Lewis follows him in painstaking detail as he goes through his days, exchanging commonplaces with colleagues and lecturing his son, venturing into public speaking and local politics, throwing parties angled at social climbing and going on camping trips and business trips. A shocking crime committed by his best friend shakes him up; he has an affair and eventually even flirts with socialism, but he never really grows much as a person. 

What an extraordinary work. I had a funky reaction to it, though; I'm guessing I can't be the only person who ever felt this way about it. I can't think of one episode in the book that didn't ring true, and still relevant, to me. It's amazing and appalling, for instance, when you read the scene of the racist talk between Babbitt and the guys in the smoking-car and you realize that you could set the same scene today, one hundred fucking years later, between a bunch of awful old white guys talking among themselves, and you wouldn't need to change a word. (This scene is omitted from the play, by the way.)

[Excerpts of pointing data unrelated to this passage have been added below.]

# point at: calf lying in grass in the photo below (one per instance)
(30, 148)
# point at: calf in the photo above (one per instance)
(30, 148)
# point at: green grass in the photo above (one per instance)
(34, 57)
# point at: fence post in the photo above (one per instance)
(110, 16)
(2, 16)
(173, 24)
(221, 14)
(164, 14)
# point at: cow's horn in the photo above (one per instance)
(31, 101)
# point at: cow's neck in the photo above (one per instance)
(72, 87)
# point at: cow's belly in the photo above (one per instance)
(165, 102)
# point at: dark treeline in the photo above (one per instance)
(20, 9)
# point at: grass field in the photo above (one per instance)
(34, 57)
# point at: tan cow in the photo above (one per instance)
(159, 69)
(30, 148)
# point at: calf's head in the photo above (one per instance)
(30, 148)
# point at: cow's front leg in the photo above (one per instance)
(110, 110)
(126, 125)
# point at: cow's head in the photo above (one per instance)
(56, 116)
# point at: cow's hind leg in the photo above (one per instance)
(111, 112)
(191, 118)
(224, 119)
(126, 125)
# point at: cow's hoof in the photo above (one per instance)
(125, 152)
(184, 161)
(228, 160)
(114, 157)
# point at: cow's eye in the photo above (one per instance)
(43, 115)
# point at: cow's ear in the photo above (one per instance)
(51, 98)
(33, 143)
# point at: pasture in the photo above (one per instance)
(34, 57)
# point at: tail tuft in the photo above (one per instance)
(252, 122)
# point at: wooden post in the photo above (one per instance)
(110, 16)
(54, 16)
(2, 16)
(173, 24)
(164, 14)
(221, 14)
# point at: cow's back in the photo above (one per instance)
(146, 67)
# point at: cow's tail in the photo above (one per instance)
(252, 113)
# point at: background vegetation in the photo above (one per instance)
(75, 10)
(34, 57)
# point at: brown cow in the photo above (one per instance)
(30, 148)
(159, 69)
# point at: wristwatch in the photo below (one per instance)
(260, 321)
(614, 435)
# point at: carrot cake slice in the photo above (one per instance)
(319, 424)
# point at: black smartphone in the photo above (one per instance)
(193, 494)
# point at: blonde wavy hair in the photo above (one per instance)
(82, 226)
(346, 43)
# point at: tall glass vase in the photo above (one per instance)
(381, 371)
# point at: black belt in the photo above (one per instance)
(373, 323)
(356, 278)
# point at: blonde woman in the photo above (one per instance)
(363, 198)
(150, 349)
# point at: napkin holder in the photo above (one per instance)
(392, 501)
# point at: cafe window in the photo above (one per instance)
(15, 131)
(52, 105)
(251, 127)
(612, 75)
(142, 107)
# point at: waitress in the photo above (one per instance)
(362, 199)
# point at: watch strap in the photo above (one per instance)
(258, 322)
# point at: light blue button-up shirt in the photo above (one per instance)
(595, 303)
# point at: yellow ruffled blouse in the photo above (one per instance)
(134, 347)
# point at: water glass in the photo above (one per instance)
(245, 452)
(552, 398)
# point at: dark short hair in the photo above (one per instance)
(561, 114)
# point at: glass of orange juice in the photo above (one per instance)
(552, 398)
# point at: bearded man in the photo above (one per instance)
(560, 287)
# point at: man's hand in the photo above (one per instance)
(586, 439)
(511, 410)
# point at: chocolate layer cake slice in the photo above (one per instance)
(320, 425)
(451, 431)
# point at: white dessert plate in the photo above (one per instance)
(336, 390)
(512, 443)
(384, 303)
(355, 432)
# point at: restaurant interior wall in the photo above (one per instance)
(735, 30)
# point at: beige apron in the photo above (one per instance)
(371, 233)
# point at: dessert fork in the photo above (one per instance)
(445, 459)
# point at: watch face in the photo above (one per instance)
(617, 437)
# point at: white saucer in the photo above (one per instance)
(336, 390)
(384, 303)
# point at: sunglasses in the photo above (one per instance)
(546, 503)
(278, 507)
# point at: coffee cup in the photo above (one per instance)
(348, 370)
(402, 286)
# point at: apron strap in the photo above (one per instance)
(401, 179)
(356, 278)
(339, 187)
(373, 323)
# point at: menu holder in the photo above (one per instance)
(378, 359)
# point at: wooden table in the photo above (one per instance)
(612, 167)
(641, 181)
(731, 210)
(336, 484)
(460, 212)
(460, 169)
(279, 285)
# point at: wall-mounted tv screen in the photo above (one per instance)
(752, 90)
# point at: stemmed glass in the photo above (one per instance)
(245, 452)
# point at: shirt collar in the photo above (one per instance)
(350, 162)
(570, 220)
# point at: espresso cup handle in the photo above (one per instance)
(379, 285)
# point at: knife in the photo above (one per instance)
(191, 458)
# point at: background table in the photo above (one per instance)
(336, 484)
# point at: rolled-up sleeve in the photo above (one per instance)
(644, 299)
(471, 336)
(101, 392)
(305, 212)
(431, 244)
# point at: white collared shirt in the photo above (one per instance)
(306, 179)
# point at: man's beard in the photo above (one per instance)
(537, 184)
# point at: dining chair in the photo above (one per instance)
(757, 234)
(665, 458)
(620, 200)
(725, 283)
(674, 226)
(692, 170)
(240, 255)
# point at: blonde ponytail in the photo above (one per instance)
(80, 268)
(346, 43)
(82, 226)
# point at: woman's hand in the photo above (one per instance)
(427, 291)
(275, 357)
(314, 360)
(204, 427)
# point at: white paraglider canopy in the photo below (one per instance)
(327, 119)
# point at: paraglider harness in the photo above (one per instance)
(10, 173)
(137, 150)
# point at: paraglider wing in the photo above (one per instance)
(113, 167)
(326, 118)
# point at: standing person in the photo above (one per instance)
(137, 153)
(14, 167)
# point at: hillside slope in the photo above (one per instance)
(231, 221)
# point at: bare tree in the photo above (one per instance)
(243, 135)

But as to the general method that Lewis uses to observe his hero, I had to wonder whether, if you followed anybody around--certainly including and maybe especially me--on our daily routines and our little adventures, and accurately reported our nattering internal monologues, you wouldn't get largely the same results: the same platitudes and evasions and self-justifications. Sure, the political and social values would shift a bit, but using the banality of Babbitt's inner life as Exhibit A in your indictment of his specific values seems specious to me. It had the odd effect of making me feel a little protective of old Georgie against the snarky God's-eye-view narration with which Lewis describes him. Or is it possible that was the intention? In any case, to paraphrase Flaubert, "Georges Babbitte; c'est moi."

The stage version had some of the same effect on me; listening to a D.C. audience chuckle condescendingly at George's hypocrisies, I had to wonder how many of us, if any, saw ourselves up there, at least a little bit.

By the way, I was astounded by another detail about the book's influence. Apparently J.R.R. Tolkien, of all freaking people, was among its admirers; he claimed that the word "Hobbit" derived from "Babbitt" because "Babbitt has the same bourgeois smugness that hobbits do. His world is the same limited place." I'd love to see a sequel to Lewis in which Babbitt has to infiltrate a dragon's lair.